Research about the medical benefits of cannabis isn’t starting at ground zero, however. In his booklet Emerging Clinical Applications for Cannabis and Cannabinoids—A Review of the Recent Scientific Literature, Paul Armentano, NORML Deputy Director, has compiled scientific literature from 2000 to 2013. In the booklet’s introduction, Armentano states, “To date there are over 20,000 published studies or reviews in the scientific literature referencing the cannabis plant and its cannabinoids, nearly half of which were published within the last five years according to a keyword search on the search engine PubMed Central, the US government repository for per-reviewed scientific research.”

The booklet, available online at the NORML website, focuses on 20 clinical indications chosen because patients frequently inquire about the therapeutic use of cannabis to treat these disorders and is designed as a primer for patients considering the use of cannabis and for physicians looking to recommend medical cannabis.

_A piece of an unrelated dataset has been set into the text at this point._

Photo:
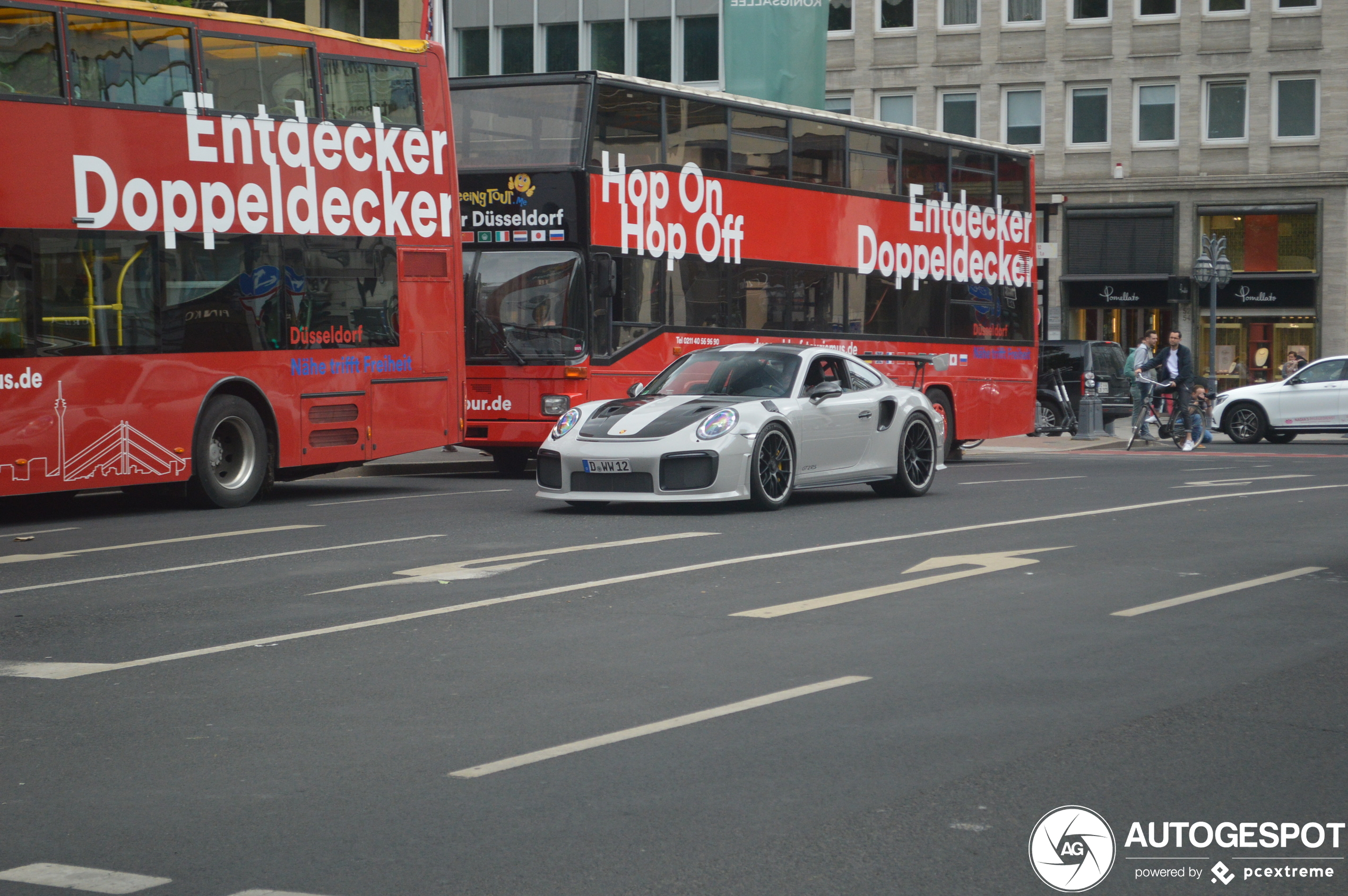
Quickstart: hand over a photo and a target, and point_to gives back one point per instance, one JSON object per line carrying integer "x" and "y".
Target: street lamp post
{"x": 1212, "y": 270}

As a side, but related, note: Did you know that the U.S. Government holds a patent for cannabinoids as antioxidants and neuroprotectants? There’s so much more to learn about cannabis and the science of cannabis. Interested? Consider enrolling in an upcoming Oaksterdam University Cannabusiness Seminar in Las Vegas (June 12-15) or Washington, D.C. (June 27-28), or one of our summer seminars in Oakland.

1 Drug Enforcement Administration definition of Schedule 1 Drugs are “…drugs with no currently accepted medical use and a high potential for abuse. Schedule I drugs are the most dangerous drugs of all the drug schedules with potentially severe psychological or physical dependence.” Cannabis is included in the same group of drugs as heroin, LSD, ecstasy, methaqualone and peyote.